В моей каморе был старшим гардемарином Бартенев[xxxi]. Был обычай, что каждый второго или третьего года гардемарин (гардемарины до выпуска учились три года) из числа маленьких кадет имел вроде чиновника поручений или адъютанта; меня взял Бартенев; я исполнял все его приказания: сходить за книгой, позвать кого, за то Бартенев не давал меня в обиду сильнейшим кадетам. Этот обычай был общий, каждый кадет в свою очередь был в должности ординарца и после, сделавшись гардемарином, — имел ординарцев. Этот обычай теперь покажется унизительным, и я читал в одной статье, где говорится об этом обычае с презрением, но я думаю — это близоруко! В том нет унижения, что принято всем обществом. Этот обычай, напротив, новичка приучал к повиновению; это чувство послушания с мягких ногтей сроднялось с ребенком, и я уверен, та удивительная дисциплина старого флота, если шла легко, если повиновение старшему и исполнение долга было как бы врожденно офицеру флота, то это природнялось от помянутого мною обычая в корпусе.

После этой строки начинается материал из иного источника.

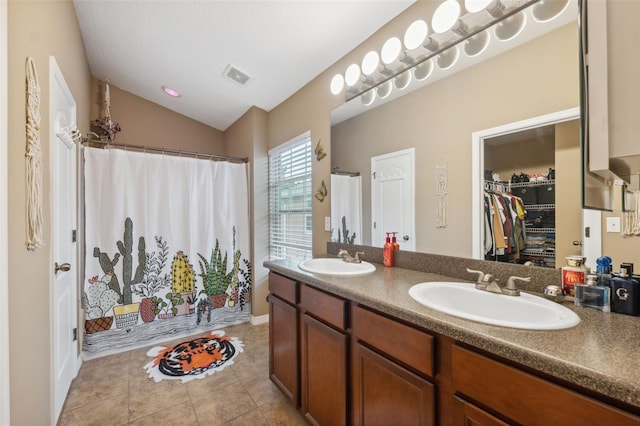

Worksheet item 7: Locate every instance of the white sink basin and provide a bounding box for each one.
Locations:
[408,281,580,330]
[298,258,376,277]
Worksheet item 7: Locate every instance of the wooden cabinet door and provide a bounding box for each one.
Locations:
[352,342,435,426]
[269,294,299,406]
[452,397,510,426]
[300,313,348,426]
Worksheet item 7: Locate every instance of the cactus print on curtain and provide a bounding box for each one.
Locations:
[83,148,251,353]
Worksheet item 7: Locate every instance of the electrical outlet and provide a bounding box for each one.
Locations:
[324,216,331,232]
[606,216,621,233]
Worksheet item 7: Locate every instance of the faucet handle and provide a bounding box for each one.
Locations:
[466,268,485,283]
[504,276,531,296]
[337,249,349,258]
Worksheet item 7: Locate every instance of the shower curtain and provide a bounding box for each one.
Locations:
[82,147,251,353]
[331,174,362,245]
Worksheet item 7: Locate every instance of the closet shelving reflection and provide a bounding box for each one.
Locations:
[484,178,556,268]
[518,179,555,266]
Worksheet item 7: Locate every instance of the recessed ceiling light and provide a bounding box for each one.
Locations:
[162,86,180,97]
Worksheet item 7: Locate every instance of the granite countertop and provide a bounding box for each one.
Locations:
[265,258,640,411]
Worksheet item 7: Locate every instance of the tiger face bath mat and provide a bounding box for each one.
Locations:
[144,330,243,383]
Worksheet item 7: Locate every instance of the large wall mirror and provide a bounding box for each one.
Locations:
[331,0,586,266]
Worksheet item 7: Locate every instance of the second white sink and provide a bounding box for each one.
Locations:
[298,258,376,276]
[408,281,580,330]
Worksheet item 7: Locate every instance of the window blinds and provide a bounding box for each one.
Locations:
[268,133,312,260]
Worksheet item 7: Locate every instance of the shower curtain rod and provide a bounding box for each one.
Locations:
[82,138,248,163]
[331,168,360,177]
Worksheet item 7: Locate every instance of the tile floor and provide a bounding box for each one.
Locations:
[59,321,306,425]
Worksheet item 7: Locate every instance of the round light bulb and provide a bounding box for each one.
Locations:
[377,80,393,99]
[394,70,412,90]
[436,45,459,70]
[361,90,376,106]
[413,59,434,81]
[464,0,492,13]
[381,37,402,65]
[495,11,526,41]
[432,0,461,34]
[330,74,345,95]
[361,51,380,76]
[532,0,570,23]
[464,30,490,57]
[345,63,361,87]
[404,20,428,50]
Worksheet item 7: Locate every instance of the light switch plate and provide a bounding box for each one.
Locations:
[606,216,621,233]
[324,216,331,232]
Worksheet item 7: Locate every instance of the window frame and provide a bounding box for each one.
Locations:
[268,131,313,260]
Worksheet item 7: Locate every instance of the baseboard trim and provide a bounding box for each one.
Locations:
[250,314,269,325]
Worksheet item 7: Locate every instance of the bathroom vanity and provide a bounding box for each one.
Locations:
[265,257,640,425]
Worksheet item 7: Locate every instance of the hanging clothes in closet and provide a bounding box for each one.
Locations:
[483,185,527,263]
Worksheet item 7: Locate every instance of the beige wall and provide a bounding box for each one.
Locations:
[485,137,555,180]
[332,24,579,257]
[268,2,447,257]
[225,107,270,316]
[7,1,91,424]
[90,78,225,153]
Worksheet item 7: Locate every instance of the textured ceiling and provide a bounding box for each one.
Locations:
[73,0,416,131]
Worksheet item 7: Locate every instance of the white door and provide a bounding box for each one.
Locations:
[371,148,415,250]
[50,57,79,423]
[582,208,602,272]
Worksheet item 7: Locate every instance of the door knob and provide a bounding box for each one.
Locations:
[55,262,71,273]
[403,235,410,241]
[572,240,583,246]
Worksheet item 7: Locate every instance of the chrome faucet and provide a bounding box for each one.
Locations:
[543,285,571,303]
[337,249,364,264]
[466,268,530,296]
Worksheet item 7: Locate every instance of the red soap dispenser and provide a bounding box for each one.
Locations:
[391,232,400,251]
[383,233,394,267]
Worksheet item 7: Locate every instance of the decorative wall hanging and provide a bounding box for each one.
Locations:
[91,81,121,142]
[435,157,448,228]
[315,180,327,202]
[315,138,327,161]
[143,330,243,383]
[25,57,44,250]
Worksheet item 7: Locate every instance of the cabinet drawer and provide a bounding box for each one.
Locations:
[300,285,347,330]
[352,305,434,377]
[452,397,509,426]
[452,345,640,425]
[269,272,298,305]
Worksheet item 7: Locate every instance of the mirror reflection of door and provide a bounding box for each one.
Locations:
[482,118,583,268]
[371,148,415,251]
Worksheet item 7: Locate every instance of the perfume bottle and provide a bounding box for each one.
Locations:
[574,274,610,312]
[596,256,613,288]
[611,265,640,316]
[562,256,588,297]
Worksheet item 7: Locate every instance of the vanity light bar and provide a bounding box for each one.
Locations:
[331,0,543,101]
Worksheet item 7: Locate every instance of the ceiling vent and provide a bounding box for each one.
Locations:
[223,64,251,86]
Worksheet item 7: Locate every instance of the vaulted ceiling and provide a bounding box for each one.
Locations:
[73,0,415,131]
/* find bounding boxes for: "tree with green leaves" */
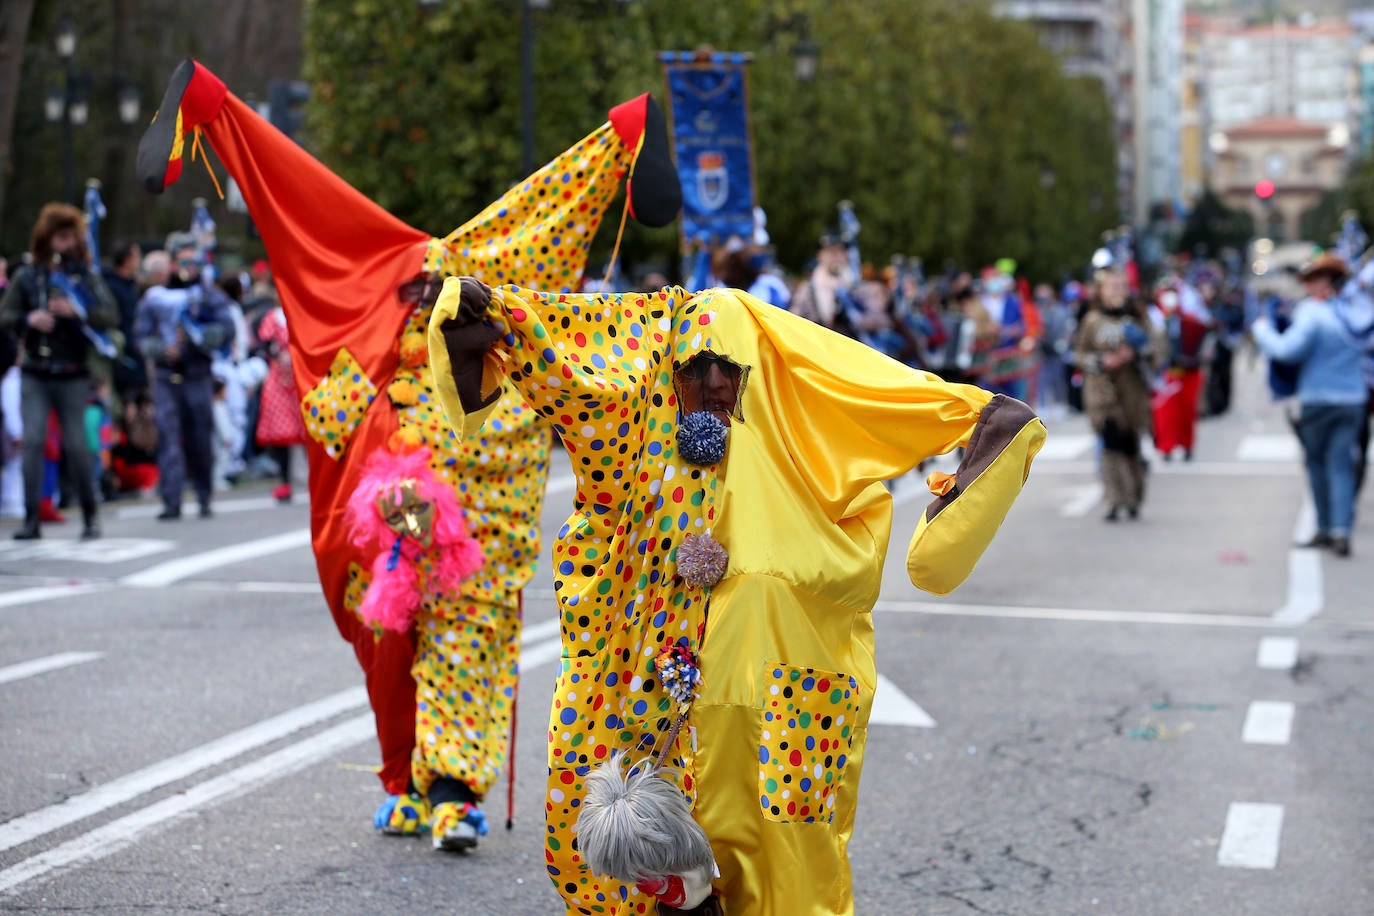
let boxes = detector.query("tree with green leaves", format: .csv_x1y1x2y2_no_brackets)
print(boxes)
304,0,1118,284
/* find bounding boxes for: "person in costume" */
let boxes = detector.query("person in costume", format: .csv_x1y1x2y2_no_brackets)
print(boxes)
1072,269,1161,522
136,59,679,848
1149,286,1210,462
429,274,1046,914
253,303,306,503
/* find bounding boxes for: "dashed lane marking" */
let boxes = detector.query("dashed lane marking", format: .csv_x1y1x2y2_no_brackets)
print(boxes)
119,529,313,587
870,674,936,727
0,652,102,687
1257,637,1299,670
0,585,99,611
0,715,375,894
1235,434,1301,463
1241,701,1295,746
1217,802,1285,869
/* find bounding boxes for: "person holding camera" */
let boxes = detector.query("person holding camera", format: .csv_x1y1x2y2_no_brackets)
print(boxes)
133,240,236,521
0,203,118,540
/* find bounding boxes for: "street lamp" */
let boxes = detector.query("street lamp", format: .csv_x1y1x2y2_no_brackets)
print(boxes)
766,12,820,84
118,84,142,125
42,19,139,204
792,39,819,83
948,118,970,155
1039,159,1057,191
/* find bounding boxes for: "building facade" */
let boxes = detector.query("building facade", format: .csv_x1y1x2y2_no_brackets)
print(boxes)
998,0,1182,225
1202,21,1356,135
1213,116,1346,241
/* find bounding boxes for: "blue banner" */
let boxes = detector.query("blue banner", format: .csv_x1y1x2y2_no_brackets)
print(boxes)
660,53,755,245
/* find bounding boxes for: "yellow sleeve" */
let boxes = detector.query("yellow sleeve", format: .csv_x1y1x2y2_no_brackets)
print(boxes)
744,294,995,518
742,294,1045,595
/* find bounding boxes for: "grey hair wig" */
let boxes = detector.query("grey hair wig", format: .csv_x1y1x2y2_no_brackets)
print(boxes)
575,753,715,884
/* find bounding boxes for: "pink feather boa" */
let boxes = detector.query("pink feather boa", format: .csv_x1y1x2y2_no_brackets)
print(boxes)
345,446,485,632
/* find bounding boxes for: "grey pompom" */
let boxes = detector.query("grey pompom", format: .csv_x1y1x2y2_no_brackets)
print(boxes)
575,754,714,884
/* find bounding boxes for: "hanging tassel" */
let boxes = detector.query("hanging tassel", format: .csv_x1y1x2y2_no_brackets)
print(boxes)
385,534,404,572
188,127,225,200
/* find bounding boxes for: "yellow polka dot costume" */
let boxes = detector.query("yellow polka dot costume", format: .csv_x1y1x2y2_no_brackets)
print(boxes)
430,281,1046,913
134,60,680,816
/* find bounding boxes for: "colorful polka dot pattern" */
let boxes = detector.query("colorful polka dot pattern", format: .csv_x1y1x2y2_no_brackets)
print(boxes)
480,284,724,915
411,601,521,799
380,304,549,798
424,122,629,295
758,665,859,825
300,348,376,459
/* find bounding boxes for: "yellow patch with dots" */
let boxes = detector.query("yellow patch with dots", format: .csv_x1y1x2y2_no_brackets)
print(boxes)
301,348,376,460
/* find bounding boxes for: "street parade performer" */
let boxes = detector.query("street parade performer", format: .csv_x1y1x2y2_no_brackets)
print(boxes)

С глубоким благоговением вспоминаю о благодетельном учреждении Морского корпуса; не знаю современных учреждений, но, как все старики, думаю, теперь ничего нет подобного! Обращаясь к своей юности, воображаю себя в настоящее время. Сын старой дворянской фамилии, служилого рода, но сын хотя

Стр. 61 честнейшего, но бедного отца, не имеющего средств уделить десяти рублей на науку для сына, — что бы со мною было в настоящее время? Дорога только в коммунисты! Теперь, может быть, и [не] было бы странно это, но тогда бедного дворянина не отличали от дворянина богатого, и сын бедного дворянина заботами правительства делался полезным слугою отечеству и государю. Теперь, где живу, я знаю много лакеев, кучеров, имеющих право на родовое дворянство, и это даже не странно. Вот если б теперь увидать не в почете детей Гор[о]вица, Варшавского[xxxii] — это было бы очень странно! Другое время, другие мысли. Меня приняли в Морской корпус без экзамена, я умел только кое-как читать. В шесть лет меня выучили, сделали офицером, и я совершенно честно прослужил сколько умел усердно почти 40 лет и тем, по силам моим, заплатил правительству за 6 лет хлопот обо мне. Теперь внуки мои, чтобы кончить науки в среднем учебном заведении, каждый стоит родителям до 6 тысяч рублей, да если два года не перешел по экзамену в высший класс, то отпускают на подножный корм, вот вам и готовый коммунист! Прекрасная вещь теперь «аттестат зрелости». Меня радует этот современный прогресс, хотя немного и оскорбляет мысль, что в наш век не было зрелых. Ну, да мы, старики, привыкли к оскорблениям, вон [журнал] «Яхта» называет старый Морской корпус «Карцовщина», сделал адмирала Петра Кондратьевича Карцева[xxxiii] нарицательным позорным именем! Я из последних кадет директора корпуса Карцева; я не знаю, долго ли Карцов был директором, но большая часть старого флота офицеров — воспитанники Карцева. Я бы спросил оскорбителя корпуса унизительным названием «Карцовщина» — какие флотские офицеры заслужили уважение и доверие флотскому мундиру за границею и в России? Все Карцовщина! Я не отвергаю, современные носящие морской мундир достойно поддержали общее мнение о честном мундире флота, но создала Карцовщина! Не отвергаю и того, что современные офицеры флота ученее Карцовщины, но, господа, не гордитесь, не вы ученее, ученее современная наука! Как вы теперь знаете науку, так и мы знали науку своего времени; ваши наследники будущих поколений будут ученее вас, прогресс науки идет неустанно вперед. Если вы, господин, осуждающий старый флот, — моряк, то да будет вам стыдно! Я, остаток старого флота, слежу за реформами во флоте, вижу кой-что не нравящееся мне, но не позволю себе выразиться необдуманно и дерзко, как вы, востро — Карцовщина!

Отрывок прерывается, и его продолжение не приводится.